With his compositions, Bertelmann seems eager to remind us that the piano is a percussion instrument after all, and What If is far more interested in rhythm than melody. On opening track “I Can’t Find Water”, he adds electronic whirring and clattering that lend an industrial sheen to the piece, but these serve mostly to accent and highlight the rhythms already put in place by the piano itself. The track feels like an assembly line where all the parts have come to life at once, held together with mechanical precision yet just disordered enough to sound human.
The dominant mood of the album is anxiety, which Bertelmann conveys largely through speed and repetition. Individual notes are rarely plucked only once, but rather are insistent, urgently wrought many times over, like someone ruminating over a troublesome thought. Elsewhere, this repetition is achieved more through electronic processing, as on “My Kids Live on Mars”, which features an arid thwapping sound like a sputtering engine. Yet What If does not drown in its own anxiety, often finding ways to sublimate it into something more useful. The same track, for example, also features a more considered, poignant piano line overlaying the frantic buzz, preventing the composition from dissolving entirely in worry.
“I Can’t Express My Deep Love” is the most straightforward and “pretty” piano piece here. It too is lovely and, well, expressive, moving dynamically between tempos and making use of pauses and drifting tremolos. Arriving at the midpoint of the album, it is a welcome respite that helps ward off fatigue from the more experimental, fretful numbers. “Nature Fights Back”, coming directly afterward, unfortunately, snuffs out its poignant mood in the record’s only misstep. The track features many of the same rhythmic elements as found elsewhere but somehow feels comical, like a caricature. It sounds like something that could soundtrack a silent movie about a nefarious, mustache-twirling gangster involved in a slapstick car chase. Comic relief, perhaps, but in this case, it is an unwelcome break from the rest of the album’s carefully curated mood.
Gladly, the remaining three tracks are a return to form. “Familiar Things Disappear”, one of the most overtly electronic offerings and a highlight of the record as a whole, features atmospheric, nearly apocalyptic analog synths and dramatic, booming percussion while nonetheless retaining Bertelmann’s characteristic subtlety. “Trees Only Exist in Books”, armed with a whimsical title like something out of the Welcome to Night Vale podcast, is the album’s lengthiest piece at seven-and-a-half minutes, and also one of its sparest. The track starts off with glacial gongs as if time itself is grinding to a halt, before a swell of strings overtake it and provide us with a denouement of all the work’s tension.
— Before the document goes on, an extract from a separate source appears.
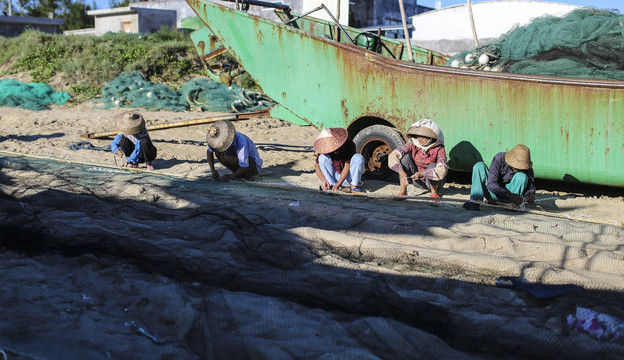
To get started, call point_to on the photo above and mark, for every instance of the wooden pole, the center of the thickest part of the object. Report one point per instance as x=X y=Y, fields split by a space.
x=474 y=30
x=233 y=117
x=408 y=42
What If manages the ambitious task of making anxiety and nervousness sound not only palatable but gratifying and engaging. While an undeniably cerebral work, the album unflinchingly maintains its emotional core throughout. Bertelmann’s minimal arrangements are careful, even lovingly constructed. As complex and challenging as this collection can be, it feels honest above all else. If you agree to follow along with its subtle modulations in mood and makeup, it will prove to be an edifying listen.